Joaquin Sorolla y Bastida (1863-1923)

Sol de la Tarde, playa de Valencia (Afternoon Sun, Valencia Beach)

细节
Joaquin Sorolla y Bastida (1863-1923)
Sol de la Tarde, playa de Valencia (Afternoon Sun, Valencia Beach)
signed and dated 'J. Sorolla Bastida 1910' (lower right)
oil on canvas
27 x 37 in. (69.9 x 95.3 cm.)
Painted in 1910
出版
R. Domenec, Sorolla: Su Vida y Su Obra, Madrid, 1910, no. 110 (illustrated).
B. De Pantorba, La Vida y La Obra de Joaquin Sorolla, Madrid, 1953, p. 189, no. 1723 (titled Sol de la tarde, playa de Valencia).
展览
Chicago, The Art Institute, Joaquin Sorolla y Bastida, February-March 1911, no. 105.
拍场告示
Please note this lot is unframed.

拍品专文

Joaquin Sorolla y Bastida's international reputation was secured following the landmark success of his inaugural exhibition and sale in 1909 at the Hispanic Society of America. During the one-month span of the New York exhibition (8 February-8 March), attendance reached 160,000 visitors and Sorolla sold 195 paintings. Naturally, the artist welcomed Archer Milton Huntington's invitation to return to the Society for a future exhibition. Huntington, both founder and president of the Hispanic Society of America, was to become one of Sorolla's greatest promoters in the United States.

In preparation for his forthcoming commitment, Sorolla returned to Spain and, accompanied by his family, travelled to his native town of Valencia. It is likely Sorolla executed Children at the Beach during this summer of 1910. Valencia's exquisite surroundings of the sea and beach provided an opportunity to paint en plein-air which was of paramount importance to Sorolla. Indeed, as James Gibbons Huneker notes,"...he [Sorolla] is the painter of vibrating sunshine without equal. Let there be no mincing of comparisons in this assertion. Not Turner, not Monet, painted so directly blinding shafts of sunlight as has this Spaniard" (quoted in E. Peel, The Painter Joaquin Sorolla, New York, 1989, exh. cat., p. 13).

Children at the Beach was featured in the Art Institute of Chicago's 1911 monographic exhibition on Sorolla. This painting evokes the peaceful sentiments of a day at the beach as the shade of the late afternoon sun draws across the wet bodies of the two young children. This hour of day and the palette are reminiscent of Sorolla's Clotilde y Elena en las Rocas, Jvea (Christie's, New York, 22 May 1997, lot 163). Indeed, as the art critc Henri Richefort commented on Sorolla's art "never has a brush contained so much... sun" (quoted in P.E. Muller, The Painter Joacquin Sorolla, New York, 1989, exh. cat., p. 62).

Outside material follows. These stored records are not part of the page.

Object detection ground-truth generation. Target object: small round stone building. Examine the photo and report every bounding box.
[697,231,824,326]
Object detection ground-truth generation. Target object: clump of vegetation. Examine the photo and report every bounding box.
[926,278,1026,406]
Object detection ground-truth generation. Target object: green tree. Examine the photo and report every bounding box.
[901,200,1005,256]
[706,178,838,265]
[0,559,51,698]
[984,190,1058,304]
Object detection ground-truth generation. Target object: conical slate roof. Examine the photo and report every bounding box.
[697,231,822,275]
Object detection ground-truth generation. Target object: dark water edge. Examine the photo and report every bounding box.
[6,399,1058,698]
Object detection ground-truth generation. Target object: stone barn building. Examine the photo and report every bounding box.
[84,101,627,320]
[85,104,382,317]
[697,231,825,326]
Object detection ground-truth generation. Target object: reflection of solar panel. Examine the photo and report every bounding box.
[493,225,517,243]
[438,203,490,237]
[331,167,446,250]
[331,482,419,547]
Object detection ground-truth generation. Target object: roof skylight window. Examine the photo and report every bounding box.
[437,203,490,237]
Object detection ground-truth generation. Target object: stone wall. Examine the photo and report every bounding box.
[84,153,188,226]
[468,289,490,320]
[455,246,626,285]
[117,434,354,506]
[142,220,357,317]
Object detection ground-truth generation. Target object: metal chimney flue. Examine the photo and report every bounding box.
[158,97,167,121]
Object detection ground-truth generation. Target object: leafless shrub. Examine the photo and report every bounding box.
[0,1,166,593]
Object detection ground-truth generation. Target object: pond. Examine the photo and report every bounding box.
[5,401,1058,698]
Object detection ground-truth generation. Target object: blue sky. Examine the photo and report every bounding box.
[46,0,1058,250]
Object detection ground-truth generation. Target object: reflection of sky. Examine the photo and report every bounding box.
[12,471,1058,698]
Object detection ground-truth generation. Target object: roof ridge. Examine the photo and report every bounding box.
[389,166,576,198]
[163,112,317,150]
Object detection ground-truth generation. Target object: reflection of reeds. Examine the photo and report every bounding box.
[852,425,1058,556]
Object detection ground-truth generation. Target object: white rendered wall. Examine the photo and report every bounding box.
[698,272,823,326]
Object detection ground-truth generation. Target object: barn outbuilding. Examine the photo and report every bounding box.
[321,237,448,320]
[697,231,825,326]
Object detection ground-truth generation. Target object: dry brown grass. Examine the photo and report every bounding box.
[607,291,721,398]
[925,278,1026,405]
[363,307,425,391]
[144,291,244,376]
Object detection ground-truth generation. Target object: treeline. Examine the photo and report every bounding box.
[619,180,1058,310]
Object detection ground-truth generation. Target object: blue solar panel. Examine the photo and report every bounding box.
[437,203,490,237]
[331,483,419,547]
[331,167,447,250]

It is interesting to note that during the Chicago exhibition the young boy is depicted without his bathing trunks (fig. 1). It is impossible to determine if this change was made by Sorolla, or by another artist in order to appease the conservative American taste of the time. Stylistically and technically, this area of the painting is totally congrous with the body of the boy and the rest of the painting, therefore supporting the theory that Sorolla was responsible for this change. This hypothesis is also supported by the fact that Sorolla had a strong buying audience in his new American clientele, and it would have been in his best interest to please them. This was a common practice between 19th Century European painters, and their American patrons, who often asked that the paintings be changed to meet their specifications. However, Blanca Pons Sorolla feels the alteration to our painting may be the work of another hand.

Blanca Pons Sorolla has confirmed the authenticity of this painting.